Free Methodist Church
Free Methodist Church emblem.png
Emblem of the Free Methodist Church
Classification Protestant
Orientation Methodist Holiness
Polity Modified episcopacy
Associations Christian Holiness Partnership;
Christian Churches Together;
National Association of Evangelicals;
Wesleyan Holiness Consortium;
World Methodist Council
Region Worldwide: divided into 13 General Conferences
Founder Benjamin Titus Roberts
Origin 1860
Pekin, New York
Separated from Methodist Episcopal Church
Congregations 957 in the United States (average congregation size: 77)
Members 1,000,000 (77,000 in the United States)
Official website fmcusa.org

The Free Methodist Church is a Methodist Christian denomination within the holiness movement. It is evangelical in nature and has its roots in the Wesleyan-Arminian tradition.

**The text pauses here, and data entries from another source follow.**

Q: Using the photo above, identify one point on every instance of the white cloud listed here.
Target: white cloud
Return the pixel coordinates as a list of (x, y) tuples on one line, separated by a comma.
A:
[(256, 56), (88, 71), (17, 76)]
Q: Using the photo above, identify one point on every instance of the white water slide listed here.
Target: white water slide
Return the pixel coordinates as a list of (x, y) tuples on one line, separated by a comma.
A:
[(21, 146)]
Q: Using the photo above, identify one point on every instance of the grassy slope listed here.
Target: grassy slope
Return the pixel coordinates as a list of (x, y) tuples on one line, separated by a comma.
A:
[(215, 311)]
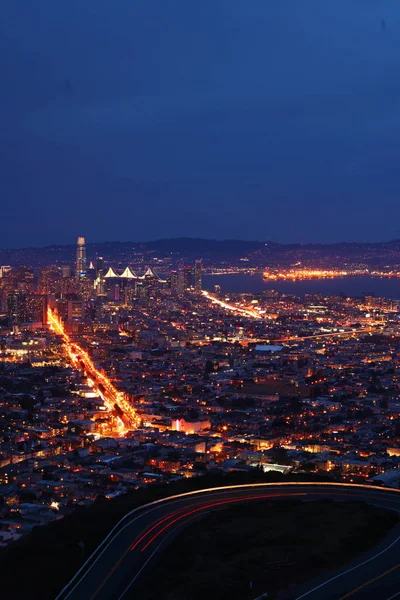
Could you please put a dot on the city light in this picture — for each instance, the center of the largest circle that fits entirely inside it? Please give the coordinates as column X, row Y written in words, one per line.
column 112, row 398
column 248, row 312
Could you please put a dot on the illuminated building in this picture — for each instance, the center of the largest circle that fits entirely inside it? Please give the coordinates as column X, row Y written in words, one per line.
column 173, row 281
column 36, row 308
column 66, row 271
column 76, row 309
column 4, row 269
column 187, row 277
column 16, row 307
column 99, row 266
column 198, row 272
column 49, row 280
column 81, row 263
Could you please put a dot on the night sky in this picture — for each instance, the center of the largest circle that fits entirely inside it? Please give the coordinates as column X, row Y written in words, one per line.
column 251, row 119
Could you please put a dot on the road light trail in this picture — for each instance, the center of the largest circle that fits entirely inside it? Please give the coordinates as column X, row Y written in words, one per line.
column 112, row 398
column 253, row 314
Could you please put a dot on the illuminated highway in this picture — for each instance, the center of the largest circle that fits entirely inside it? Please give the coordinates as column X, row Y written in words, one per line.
column 130, row 552
column 112, row 398
column 248, row 312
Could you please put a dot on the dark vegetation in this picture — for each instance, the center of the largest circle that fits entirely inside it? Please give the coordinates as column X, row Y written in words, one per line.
column 274, row 545
column 51, row 555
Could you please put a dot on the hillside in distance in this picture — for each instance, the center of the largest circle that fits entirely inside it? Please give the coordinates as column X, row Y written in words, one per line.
column 215, row 253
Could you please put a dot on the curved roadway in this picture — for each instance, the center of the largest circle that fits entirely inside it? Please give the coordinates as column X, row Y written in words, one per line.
column 131, row 550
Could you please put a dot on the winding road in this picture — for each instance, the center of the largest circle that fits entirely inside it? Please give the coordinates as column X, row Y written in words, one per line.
column 132, row 548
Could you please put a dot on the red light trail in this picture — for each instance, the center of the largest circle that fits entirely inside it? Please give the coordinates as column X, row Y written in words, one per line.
column 103, row 386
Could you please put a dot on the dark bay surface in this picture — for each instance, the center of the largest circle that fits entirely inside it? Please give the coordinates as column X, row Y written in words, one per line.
column 350, row 286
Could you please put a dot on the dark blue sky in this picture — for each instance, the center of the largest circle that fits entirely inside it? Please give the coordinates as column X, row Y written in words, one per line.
column 259, row 119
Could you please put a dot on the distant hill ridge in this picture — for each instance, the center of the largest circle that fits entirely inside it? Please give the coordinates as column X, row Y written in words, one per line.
column 211, row 250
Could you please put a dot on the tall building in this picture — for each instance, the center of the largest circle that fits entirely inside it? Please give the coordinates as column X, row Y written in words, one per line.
column 76, row 310
column 16, row 307
column 99, row 266
column 187, row 277
column 66, row 271
column 81, row 263
column 198, row 272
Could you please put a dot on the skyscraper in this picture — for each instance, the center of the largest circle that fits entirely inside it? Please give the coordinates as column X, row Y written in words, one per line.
column 198, row 271
column 81, row 257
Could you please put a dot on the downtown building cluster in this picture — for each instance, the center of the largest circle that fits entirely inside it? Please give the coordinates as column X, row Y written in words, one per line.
column 265, row 381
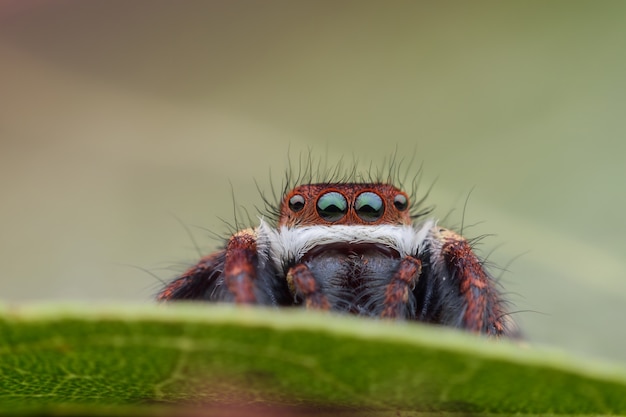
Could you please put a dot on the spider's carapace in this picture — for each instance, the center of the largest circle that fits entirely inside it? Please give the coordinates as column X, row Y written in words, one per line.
column 351, row 247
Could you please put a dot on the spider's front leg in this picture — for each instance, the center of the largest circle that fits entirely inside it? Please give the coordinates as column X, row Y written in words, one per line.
column 227, row 275
column 468, row 297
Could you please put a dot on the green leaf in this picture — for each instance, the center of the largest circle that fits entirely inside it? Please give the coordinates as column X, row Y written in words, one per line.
column 145, row 359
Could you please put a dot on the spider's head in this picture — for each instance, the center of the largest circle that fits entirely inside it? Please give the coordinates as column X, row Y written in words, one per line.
column 345, row 204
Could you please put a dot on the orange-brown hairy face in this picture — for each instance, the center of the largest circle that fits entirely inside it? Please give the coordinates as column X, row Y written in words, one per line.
column 329, row 204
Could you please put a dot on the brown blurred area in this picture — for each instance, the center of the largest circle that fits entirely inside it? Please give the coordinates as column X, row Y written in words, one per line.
column 117, row 118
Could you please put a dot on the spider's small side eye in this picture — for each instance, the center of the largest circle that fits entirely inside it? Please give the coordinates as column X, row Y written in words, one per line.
column 400, row 202
column 332, row 206
column 369, row 206
column 296, row 203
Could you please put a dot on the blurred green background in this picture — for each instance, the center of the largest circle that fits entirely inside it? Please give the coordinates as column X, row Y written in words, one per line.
column 116, row 117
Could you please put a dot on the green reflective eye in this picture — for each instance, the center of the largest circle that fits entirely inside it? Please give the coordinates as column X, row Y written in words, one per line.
column 401, row 202
column 369, row 206
column 332, row 206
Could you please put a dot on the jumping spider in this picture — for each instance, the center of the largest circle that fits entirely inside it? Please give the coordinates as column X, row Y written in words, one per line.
column 351, row 247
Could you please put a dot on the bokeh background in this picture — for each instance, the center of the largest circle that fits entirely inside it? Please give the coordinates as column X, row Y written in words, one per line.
column 119, row 117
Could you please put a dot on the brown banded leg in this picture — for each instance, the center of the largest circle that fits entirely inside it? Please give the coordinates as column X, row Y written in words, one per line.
column 483, row 307
column 240, row 266
column 196, row 282
column 303, row 284
column 398, row 289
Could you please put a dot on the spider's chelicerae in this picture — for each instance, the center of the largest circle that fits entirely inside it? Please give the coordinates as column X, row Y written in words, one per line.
column 351, row 247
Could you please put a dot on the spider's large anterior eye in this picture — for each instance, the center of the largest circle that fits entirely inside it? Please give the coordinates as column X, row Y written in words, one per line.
column 332, row 206
column 369, row 206
column 400, row 202
column 296, row 203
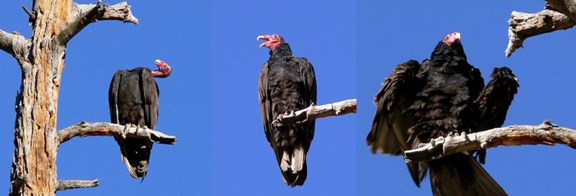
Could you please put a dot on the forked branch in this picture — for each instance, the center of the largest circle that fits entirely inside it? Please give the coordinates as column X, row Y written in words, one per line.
column 316, row 111
column 76, row 184
column 514, row 135
column 88, row 13
column 84, row 129
column 558, row 14
column 13, row 43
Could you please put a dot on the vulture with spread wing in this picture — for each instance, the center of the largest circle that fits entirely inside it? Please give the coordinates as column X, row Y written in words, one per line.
column 133, row 100
column 286, row 84
column 443, row 95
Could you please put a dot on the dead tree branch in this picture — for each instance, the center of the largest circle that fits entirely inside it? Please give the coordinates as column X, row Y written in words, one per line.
column 84, row 129
column 514, row 135
column 13, row 43
column 316, row 111
column 76, row 184
column 88, row 13
column 558, row 14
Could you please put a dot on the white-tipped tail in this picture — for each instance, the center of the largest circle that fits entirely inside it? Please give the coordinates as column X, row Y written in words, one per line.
column 285, row 163
column 297, row 159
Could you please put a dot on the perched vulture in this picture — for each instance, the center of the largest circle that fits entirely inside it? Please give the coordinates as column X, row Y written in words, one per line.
column 286, row 84
column 133, row 99
column 444, row 95
column 494, row 101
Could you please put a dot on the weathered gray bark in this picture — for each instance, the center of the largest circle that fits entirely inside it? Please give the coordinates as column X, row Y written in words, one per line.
column 41, row 59
column 317, row 111
column 76, row 184
column 514, row 135
column 84, row 129
column 558, row 14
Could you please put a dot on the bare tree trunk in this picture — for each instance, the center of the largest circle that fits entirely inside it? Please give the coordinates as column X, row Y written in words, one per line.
column 41, row 59
column 34, row 162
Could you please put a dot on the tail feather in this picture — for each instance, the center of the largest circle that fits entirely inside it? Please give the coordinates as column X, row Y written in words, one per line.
column 293, row 166
column 461, row 174
column 135, row 153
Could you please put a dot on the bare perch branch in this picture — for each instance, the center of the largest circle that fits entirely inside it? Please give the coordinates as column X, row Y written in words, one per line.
column 84, row 129
column 13, row 43
column 75, row 184
column 313, row 112
column 514, row 135
column 88, row 13
column 558, row 14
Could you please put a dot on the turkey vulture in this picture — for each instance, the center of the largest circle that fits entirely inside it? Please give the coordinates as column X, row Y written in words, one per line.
column 133, row 100
column 494, row 101
column 286, row 84
column 419, row 102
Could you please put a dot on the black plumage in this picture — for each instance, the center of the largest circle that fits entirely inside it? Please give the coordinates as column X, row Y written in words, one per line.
column 133, row 99
column 494, row 101
column 419, row 102
column 287, row 83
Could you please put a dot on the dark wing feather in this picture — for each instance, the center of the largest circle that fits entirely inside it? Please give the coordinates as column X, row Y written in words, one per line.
column 133, row 99
column 113, row 96
column 309, row 79
column 494, row 101
column 389, row 127
column 265, row 102
column 389, row 133
column 150, row 94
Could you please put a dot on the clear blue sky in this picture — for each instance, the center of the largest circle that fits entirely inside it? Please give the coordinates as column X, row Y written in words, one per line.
column 177, row 34
column 391, row 32
column 243, row 162
column 210, row 101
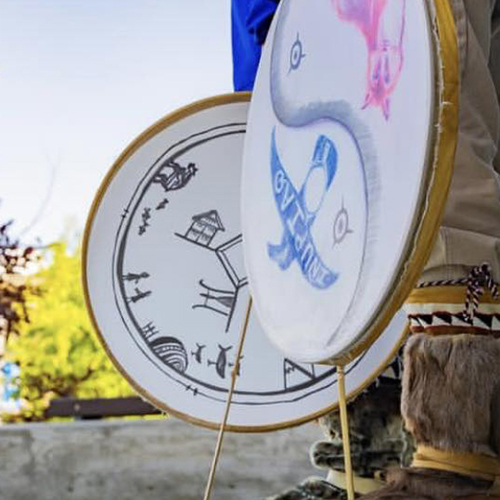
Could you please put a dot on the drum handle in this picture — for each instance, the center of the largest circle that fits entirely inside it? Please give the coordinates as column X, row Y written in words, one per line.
column 234, row 374
column 344, row 424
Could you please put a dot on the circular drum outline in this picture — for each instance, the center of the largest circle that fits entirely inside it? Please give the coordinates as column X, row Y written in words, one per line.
column 443, row 137
column 135, row 145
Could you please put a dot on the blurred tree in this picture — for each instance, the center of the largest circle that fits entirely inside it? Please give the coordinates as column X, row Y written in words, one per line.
column 14, row 262
column 57, row 350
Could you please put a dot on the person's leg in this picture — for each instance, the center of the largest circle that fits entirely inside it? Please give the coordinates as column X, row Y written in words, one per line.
column 470, row 232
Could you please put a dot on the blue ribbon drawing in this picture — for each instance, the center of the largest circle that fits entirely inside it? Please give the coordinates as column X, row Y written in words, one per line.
column 297, row 218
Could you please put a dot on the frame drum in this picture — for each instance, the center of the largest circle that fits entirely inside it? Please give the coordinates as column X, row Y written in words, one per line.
column 167, row 290
column 348, row 158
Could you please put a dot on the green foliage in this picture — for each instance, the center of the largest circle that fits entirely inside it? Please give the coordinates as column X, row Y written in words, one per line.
column 57, row 350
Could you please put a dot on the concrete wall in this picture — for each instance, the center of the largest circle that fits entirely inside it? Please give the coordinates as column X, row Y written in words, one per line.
column 147, row 460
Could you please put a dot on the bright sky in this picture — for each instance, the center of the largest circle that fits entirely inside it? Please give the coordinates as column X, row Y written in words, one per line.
column 80, row 79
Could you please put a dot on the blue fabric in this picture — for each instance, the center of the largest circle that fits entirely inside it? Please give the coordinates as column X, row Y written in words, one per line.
column 250, row 20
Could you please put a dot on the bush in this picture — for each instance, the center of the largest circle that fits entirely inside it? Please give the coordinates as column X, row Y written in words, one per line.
column 57, row 350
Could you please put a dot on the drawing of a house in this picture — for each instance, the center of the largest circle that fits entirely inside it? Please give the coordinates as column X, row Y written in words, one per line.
column 204, row 228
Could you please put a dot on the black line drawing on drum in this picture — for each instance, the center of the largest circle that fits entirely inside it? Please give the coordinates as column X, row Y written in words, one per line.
column 149, row 331
column 341, row 226
column 135, row 277
column 296, row 54
column 219, row 301
column 143, row 331
column 291, row 367
column 171, row 351
column 176, row 176
column 231, row 365
column 203, row 229
column 162, row 205
column 198, row 353
column 221, row 362
column 145, row 216
column 194, row 390
column 139, row 295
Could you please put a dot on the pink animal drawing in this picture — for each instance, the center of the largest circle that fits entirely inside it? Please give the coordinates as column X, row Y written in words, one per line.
column 382, row 23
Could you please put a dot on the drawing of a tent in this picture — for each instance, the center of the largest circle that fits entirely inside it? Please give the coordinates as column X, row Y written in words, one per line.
column 204, row 228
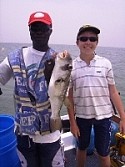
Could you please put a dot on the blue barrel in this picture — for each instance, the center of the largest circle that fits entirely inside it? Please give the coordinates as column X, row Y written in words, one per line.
column 114, row 130
column 8, row 143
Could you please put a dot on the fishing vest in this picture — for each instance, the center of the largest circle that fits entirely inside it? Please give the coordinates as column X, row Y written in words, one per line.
column 32, row 105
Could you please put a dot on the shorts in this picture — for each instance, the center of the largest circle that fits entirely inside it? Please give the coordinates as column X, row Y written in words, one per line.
column 41, row 155
column 102, row 134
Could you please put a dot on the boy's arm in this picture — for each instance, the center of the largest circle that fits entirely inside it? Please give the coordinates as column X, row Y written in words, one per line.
column 116, row 99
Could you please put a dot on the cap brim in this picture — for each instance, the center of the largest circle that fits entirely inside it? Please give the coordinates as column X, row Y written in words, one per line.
column 39, row 20
column 93, row 29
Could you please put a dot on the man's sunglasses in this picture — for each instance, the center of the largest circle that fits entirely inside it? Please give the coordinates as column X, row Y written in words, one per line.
column 91, row 39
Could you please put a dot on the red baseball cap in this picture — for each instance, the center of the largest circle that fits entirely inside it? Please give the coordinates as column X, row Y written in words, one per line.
column 40, row 16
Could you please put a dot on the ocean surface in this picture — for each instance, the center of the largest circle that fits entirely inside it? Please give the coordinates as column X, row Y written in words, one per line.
column 115, row 55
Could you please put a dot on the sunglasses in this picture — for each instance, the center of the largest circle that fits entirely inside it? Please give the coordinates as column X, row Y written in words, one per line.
column 91, row 39
column 39, row 29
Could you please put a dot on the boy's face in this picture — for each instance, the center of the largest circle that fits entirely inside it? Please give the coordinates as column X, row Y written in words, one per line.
column 87, row 42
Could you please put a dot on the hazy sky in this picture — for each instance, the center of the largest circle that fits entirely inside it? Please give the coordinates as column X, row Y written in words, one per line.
column 68, row 16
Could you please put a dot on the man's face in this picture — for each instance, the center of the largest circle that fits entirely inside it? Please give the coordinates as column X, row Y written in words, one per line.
column 40, row 33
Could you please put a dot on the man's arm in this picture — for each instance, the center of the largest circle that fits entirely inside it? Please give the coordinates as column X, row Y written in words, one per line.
column 5, row 72
column 71, row 112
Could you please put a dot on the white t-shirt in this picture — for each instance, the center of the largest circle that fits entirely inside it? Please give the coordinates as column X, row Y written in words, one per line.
column 31, row 56
column 90, row 88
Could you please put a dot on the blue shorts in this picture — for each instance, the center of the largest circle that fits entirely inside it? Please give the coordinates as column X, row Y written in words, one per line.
column 102, row 134
column 40, row 155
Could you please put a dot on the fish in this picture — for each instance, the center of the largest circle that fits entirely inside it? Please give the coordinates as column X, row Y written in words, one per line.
column 58, row 87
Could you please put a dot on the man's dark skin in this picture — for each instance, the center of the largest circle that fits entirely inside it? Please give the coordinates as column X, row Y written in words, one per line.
column 40, row 34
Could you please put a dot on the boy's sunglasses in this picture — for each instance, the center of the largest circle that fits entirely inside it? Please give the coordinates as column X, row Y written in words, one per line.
column 41, row 29
column 84, row 39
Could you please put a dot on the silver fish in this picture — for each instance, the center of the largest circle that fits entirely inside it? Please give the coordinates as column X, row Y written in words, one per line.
column 58, row 86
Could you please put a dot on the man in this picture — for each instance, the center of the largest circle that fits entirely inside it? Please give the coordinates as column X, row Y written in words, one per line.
column 31, row 68
column 91, row 88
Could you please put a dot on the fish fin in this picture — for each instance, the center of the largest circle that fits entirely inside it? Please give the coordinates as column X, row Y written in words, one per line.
column 55, row 124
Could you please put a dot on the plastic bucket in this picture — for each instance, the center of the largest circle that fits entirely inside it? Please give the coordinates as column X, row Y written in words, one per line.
column 8, row 143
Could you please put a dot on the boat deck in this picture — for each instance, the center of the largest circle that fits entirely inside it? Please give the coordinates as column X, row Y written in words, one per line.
column 92, row 160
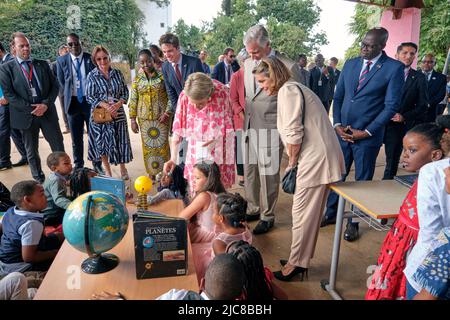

The Free Methodist Church has 77,000 members in the United States and 850,000 members worldwide in 82 nations. The Light & Life Magazine is their official publication. The Free Methodist Church World Ministries Center is in Indianapolis, Indiana.

The Free Methodist Church was organized at Pekin, New York, in 1860. The founders had been members of the Methodist Episcopal Church but were excluded from its membership for too earnestly advocating what they saw as the doctrines and usages of authentic Wesleyan Methodism. Under the leadership of the Rev. Benjamin Titus (B. T.) Roberts, a graduate of Wesleyan University and an able and eloquent preacher, the movement spread rapidly. Societies were organized, churches built and the work established.

At the 1910 session of the General Conference of the Methodist Church at Rochester, New York, a full acknowledgement was made of the wrong done to Roberts fifty years before, and the credentials unjustly taken from him were restored in a public meeting to his son, Rev. Benson Roberts.

Before the founding of the church, Roberts began publication of a monthly journal, The Earnest Christian. In 1868, The Free Methodist (now Light & Life) was begun. A publishing house was established in 1886 to produce books, periodicals and Sunday school curriculum and literature.

The name "Methodist" was retained for the newly organized church because the founders felt that their misfortunes (expulsion from the Methodist Episcopal Church) had come to them because of their adherence to doctrines and standards of Methodism. The word "Free" was suggested and adopted because the new church was to be an anti-slavery church (slavery was an issue in those days), because pews in the churches were to be free to all rather than sold or rented (as was common), and because the new church hoped for the freedom of the Holy Spirit in the services rather than a stifling formality. However, according to World Book Encyclopedia, the third principle was "freedom" from secret and oathbound societies (in particular the Freemasons).